The day and time are set, and the menu is planned. Now it's time to focus on the basics. We asked local experts for their thoughts on household essentials for holiday entertaining. If your supply is low, after-season sales are great for stocking up.

Our experts

Sue Bluford, floral designer and party organizer; Susan Gage, caterer; Aimee Dominick, event planner

Folding Chairs

Have at least six on hand, our experts say, but only if you have a place to keep them. "If you have room to store them without creating clutter, then it always pays," Bluford says. Renting is another option.

Where to shop: Ballard Designs, Ikea, Target.

All-Purpose Wineglasses

In addition to crystal glasses, Dominick stocks cases of all-purpose, dishwasher-safe stemmed glasses from Bed, Bath and Beyond. They're less expensive and provide less worry. "I don't feel badly if someone breaks one, and I can just throw them in the dishwasher at the end of the night."

You'll want at least two glasses per person, one for cocktails and one for setting the table. And don't worry about having a matched set. "Using mixed glassware is just charming," Gage says. "And breaking one isn't going to ruin your set."

Where to shop: CB2, Crate and Barrel outlet, Ikea, Pier 1 Imports.

Cocktail Napkins

The choice was unanimous: white hemstitched linen. "It's a nice, crisp, fresh look, which you can dress up with a monogram," Bluford says. "The more you use them and wash them, the better they get." (For dinner napkins, Gage suggests 20-inch square white cotton napkins that can be bleached.)

Where to shop: Bloomingdale's, Crate and Barrel, Neiman Marcus, specialty linen shops.

Place Mats And Runners

Our panel prefers these in place of full tablecloths. The look is "lighter, airier, homier and gives a good reflection," Gage says. They are a younger, less traditional look, Dominick says, "and you're not covering the table that you probably just spent a fortune on."

Where to shop: Crate and Barrel, department stores, specialty linen shops.


Our experts prefer to mix and match shapes and sizes to keep things interesting (round, square, tapers, pillars, votives). Bluford prefers thick candles, Gage likes filling a hurricane lamp with acorns, cranberries or kumquats and a pillar candle, and Dominick likes tapers for "the height and because they put a nice light on people's faces." And all agree: Keep them unscented.

Where to shop: CB2, Ikea, Michaels, Pier 1 Imports, Target.


Simple is better. "Get loads of one type of flower," Bluford recommends. "Don't try to mix and match and arrange. The more of one type, the greater the impact." But you don't always have to use flowers, Gage says, especially during the holidays. "You can fill a pedestal bowl with pomegranates, apples, pears, cranberries or nuts in their shells, and all of that stuff lasts a really long time." Another option: Dress your table with pine cones, stones or leaves.

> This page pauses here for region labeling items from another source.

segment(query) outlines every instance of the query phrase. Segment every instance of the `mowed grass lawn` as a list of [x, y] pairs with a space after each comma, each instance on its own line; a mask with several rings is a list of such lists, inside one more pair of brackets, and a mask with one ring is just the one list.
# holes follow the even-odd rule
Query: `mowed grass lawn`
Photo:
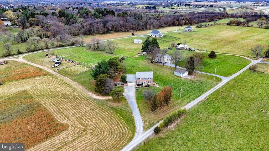
[[[153, 69], [153, 81], [157, 82], [160, 87], [141, 88], [136, 91], [137, 101], [143, 118], [145, 130], [159, 121], [171, 112], [183, 106], [221, 81], [219, 78], [214, 81], [213, 76], [197, 73], [190, 76], [189, 79], [181, 78], [174, 75], [174, 69], [170, 69], [169, 67], [151, 63], [149, 61], [145, 60], [145, 56], [143, 55], [134, 58], [128, 57], [125, 59], [124, 63], [127, 67], [126, 73], [127, 74], [135, 74], [138, 71], [151, 71]], [[161, 88], [166, 86], [171, 86], [173, 89], [174, 97], [170, 104], [168, 107], [166, 106], [161, 110], [158, 110], [156, 114], [151, 114], [148, 103], [141, 96], [143, 90], [155, 88], [156, 90], [155, 91], [158, 91]], [[181, 102], [179, 104], [179, 94], [182, 87]]]
[[246, 71], [137, 150], [268, 150], [268, 74]]
[[[177, 32], [165, 34], [179, 36], [181, 38], [175, 41], [176, 44], [178, 42], [183, 43], [184, 39], [186, 39], [187, 45], [196, 49], [253, 57], [250, 48], [258, 44], [265, 46], [269, 40], [268, 29], [226, 25], [195, 28], [193, 31], [182, 32], [180, 34]], [[168, 44], [164, 43], [160, 44], [160, 46], [161, 48], [167, 47]]]

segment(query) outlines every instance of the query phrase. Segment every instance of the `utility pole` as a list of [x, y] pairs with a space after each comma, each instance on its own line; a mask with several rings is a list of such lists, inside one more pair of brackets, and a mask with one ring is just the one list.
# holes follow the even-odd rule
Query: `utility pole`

Where to shop: Costco, nurseries, grocery stores, your back yard.

Cake Plates And Plate Stands

"Everyone should have one really fabulous cake plate," Bluford says. They provide height on a table and make room for more food. Gage loves three-tiered plate stands. "You can put desserts on them, cupcakes, charcuterie. There's no end to what you can do. And you can change the plates for a different look, from elegant to country."

Where to shop: Crate and Barrel, Williams-Sonoma, flea markets.

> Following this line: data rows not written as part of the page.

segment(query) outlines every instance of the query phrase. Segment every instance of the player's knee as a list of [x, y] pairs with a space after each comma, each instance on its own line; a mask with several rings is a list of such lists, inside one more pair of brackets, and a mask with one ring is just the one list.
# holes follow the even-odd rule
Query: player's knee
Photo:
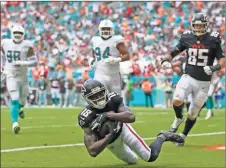
[[19, 100], [19, 92], [16, 90], [9, 91], [12, 100]]
[[190, 120], [195, 120], [199, 114], [201, 107], [197, 106], [196, 104], [191, 105], [189, 111], [188, 111], [188, 118]]
[[127, 161], [127, 163], [130, 164], [130, 165], [133, 165], [133, 164], [136, 164], [137, 161], [138, 161], [138, 157], [137, 156], [133, 156]]
[[180, 106], [180, 105], [183, 104], [183, 101], [181, 101], [181, 100], [179, 100], [179, 99], [174, 99], [174, 100], [173, 100], [173, 104], [174, 104], [175, 106]]
[[195, 119], [196, 119], [196, 117], [197, 117], [197, 116], [194, 116], [194, 115], [190, 115], [190, 114], [188, 114], [188, 118], [189, 118], [190, 120], [192, 120], [192, 121], [193, 121], [193, 120], [195, 120]]
[[159, 157], [159, 151], [154, 148], [151, 149], [151, 157], [148, 162], [154, 162]]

Stock up on platters after the season when they typically go on sale, Dominick says. "An interesting serving piece can make even a frozen dessert look really special." Gage recommends having at least one platter to serve cheese on. "There are so many great cheeses around, and it's not something that requires a lot of work."

Where to shop: Department and chain store clearance sales, flea markets.

Bar Basics

A glass water pitcher is a nice basic for serving anything from water to premixed cocktails, Bluford says. Also a good idea: "a large container that you can use to make a self-service bar out of," Dominick says. This can be a monogrammed silver tub or a galvanized metal bucket. Lastly, she says, always have a few bottles of red and white wine around, as well as chilled champagne. "You never know when there's going to be something to celebrate."

Where to shop: Target, Williams-Sonoma, flea markets.